In the spirit of National Cyber Security Awareness Month (NCSAM) I offer up a recent tale of intrigue and mystery from an ongoing Cisco Security Research project...
One of Cisco Security Research and Operation's ongoing projects is to oversee a massive infrastructure of several high-volume Internet POPs that send large amounts of network traffic into one of our research labs. We are collecting NetFlow and packet dumps from a geographically distributed sensor network. These pcap files each contain several million packets, but due to a configuration error in the packet capture process, there was some amount of packet duplication. This short blog article will talk about why the duplication happened, how we prevented it from reoccurring, and a unique solution that was employed to remove the duplicate packets from all of the affected pcap files.

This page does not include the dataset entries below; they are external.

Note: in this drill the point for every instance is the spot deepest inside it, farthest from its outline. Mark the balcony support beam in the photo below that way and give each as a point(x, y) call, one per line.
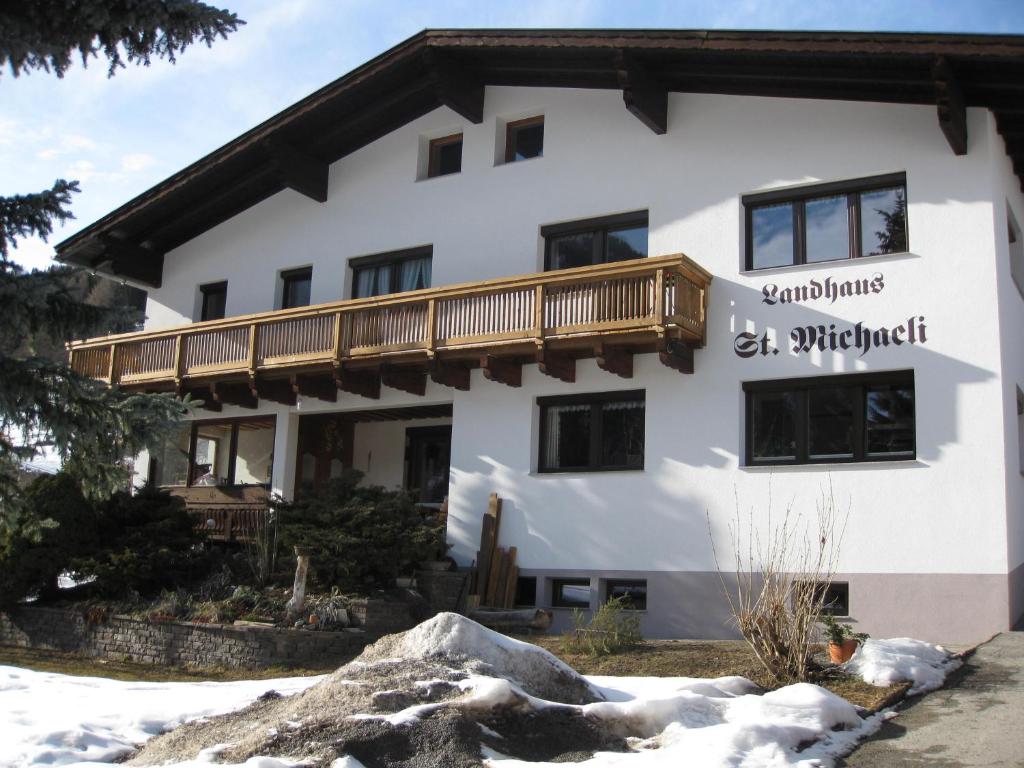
point(556, 365)
point(676, 354)
point(363, 383)
point(276, 390)
point(614, 359)
point(407, 380)
point(450, 375)
point(503, 371)
point(949, 102)
point(321, 387)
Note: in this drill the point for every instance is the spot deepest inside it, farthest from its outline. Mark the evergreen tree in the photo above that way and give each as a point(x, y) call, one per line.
point(43, 403)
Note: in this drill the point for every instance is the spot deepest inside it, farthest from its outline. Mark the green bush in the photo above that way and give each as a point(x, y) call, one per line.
point(614, 628)
point(29, 565)
point(358, 536)
point(147, 544)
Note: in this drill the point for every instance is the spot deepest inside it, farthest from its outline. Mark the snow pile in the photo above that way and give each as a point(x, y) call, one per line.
point(51, 719)
point(887, 662)
point(455, 637)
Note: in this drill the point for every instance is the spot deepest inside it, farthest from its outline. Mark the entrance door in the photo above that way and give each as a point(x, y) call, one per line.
point(325, 450)
point(428, 459)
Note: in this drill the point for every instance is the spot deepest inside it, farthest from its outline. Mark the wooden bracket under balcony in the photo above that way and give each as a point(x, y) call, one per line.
point(608, 311)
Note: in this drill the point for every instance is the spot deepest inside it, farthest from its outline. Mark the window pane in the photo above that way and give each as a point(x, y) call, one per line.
point(774, 428)
point(526, 141)
point(890, 420)
point(827, 228)
point(445, 157)
point(772, 236)
point(622, 434)
point(210, 463)
point(829, 423)
point(171, 463)
point(883, 221)
point(254, 460)
point(414, 274)
point(296, 290)
point(627, 244)
point(634, 592)
point(569, 594)
point(567, 430)
point(571, 250)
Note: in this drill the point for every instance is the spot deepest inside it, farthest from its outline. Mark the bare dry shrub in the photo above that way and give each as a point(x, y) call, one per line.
point(782, 573)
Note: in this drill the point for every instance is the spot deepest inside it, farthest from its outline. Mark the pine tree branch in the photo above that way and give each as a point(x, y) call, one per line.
point(46, 34)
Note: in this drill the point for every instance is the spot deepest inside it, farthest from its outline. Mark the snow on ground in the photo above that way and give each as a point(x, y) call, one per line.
point(50, 719)
point(886, 662)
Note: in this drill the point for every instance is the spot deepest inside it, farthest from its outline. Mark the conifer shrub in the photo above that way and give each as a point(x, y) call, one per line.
point(32, 561)
point(146, 544)
point(358, 537)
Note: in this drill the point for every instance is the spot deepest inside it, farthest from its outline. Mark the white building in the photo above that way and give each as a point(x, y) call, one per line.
point(847, 317)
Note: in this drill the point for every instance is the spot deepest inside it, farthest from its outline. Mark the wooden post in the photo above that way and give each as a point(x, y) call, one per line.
point(294, 606)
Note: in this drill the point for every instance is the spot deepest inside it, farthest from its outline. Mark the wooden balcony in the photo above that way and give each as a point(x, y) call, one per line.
point(608, 311)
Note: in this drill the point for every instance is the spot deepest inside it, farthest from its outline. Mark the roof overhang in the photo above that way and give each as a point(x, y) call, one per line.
point(294, 148)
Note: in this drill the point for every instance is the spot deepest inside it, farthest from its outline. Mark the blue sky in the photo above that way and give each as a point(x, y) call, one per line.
point(119, 136)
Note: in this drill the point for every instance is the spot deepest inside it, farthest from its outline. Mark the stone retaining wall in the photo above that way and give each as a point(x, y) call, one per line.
point(176, 643)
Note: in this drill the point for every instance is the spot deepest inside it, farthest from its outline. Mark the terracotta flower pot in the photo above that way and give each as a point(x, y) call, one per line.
point(842, 652)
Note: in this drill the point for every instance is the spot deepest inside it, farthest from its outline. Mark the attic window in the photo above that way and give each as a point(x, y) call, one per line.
point(445, 156)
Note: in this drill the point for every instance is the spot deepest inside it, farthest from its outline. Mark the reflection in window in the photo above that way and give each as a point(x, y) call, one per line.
point(595, 241)
point(402, 270)
point(890, 419)
point(774, 425)
point(827, 228)
point(772, 236)
point(856, 417)
point(592, 432)
point(570, 593)
point(826, 222)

A Love Story: The Hub, The Switch, Packet Sniffing, and Cisco SPAN
Before there were network switches, there were network hubs. The hub was a wonderful little creature that dutifully forwarded every packet it saw to every other port on its body. This was a wonderful situation for the packet sniffer who wanted nothing more than to siphon up every packet on the network. He simply had to be plugged in to the hub on any port and immediately all the beautiful packets became available for consumption. Packet sniffer loves hub. Enter the brutally efficient switch. After the switch boots, it begins to build a very selfish layer 2 forwarding table (the CAM table) that maps switch ports with MAC addresses. After it learns what comes whence and what goes where, it then forwards or "switches" traffic only to the corresponding port. What a disaster for the packet sniffer! Now, the packet sniffer could only see traffic destined for the MAC address tha is registered to its port. Next comes Cisco SPAN (Switched Port Analyzer). SPAN is a feature on Cisco switches that provides a capability for packet sniffers to see some or all packets on a switch or VLAN (A Virtual Local Area Network where a physical network is partitioned into multiple smaller networks). To be clear, the switch is not simply forwarding each packet so that the sniffer can see them, in fact the switch is actually making a copy of each packet and forwarding it to the packet sniffer. Essentially, by configuring SPAN on a Cisco switch, the packet sniffer can now happily gobble up all of the packets on a network.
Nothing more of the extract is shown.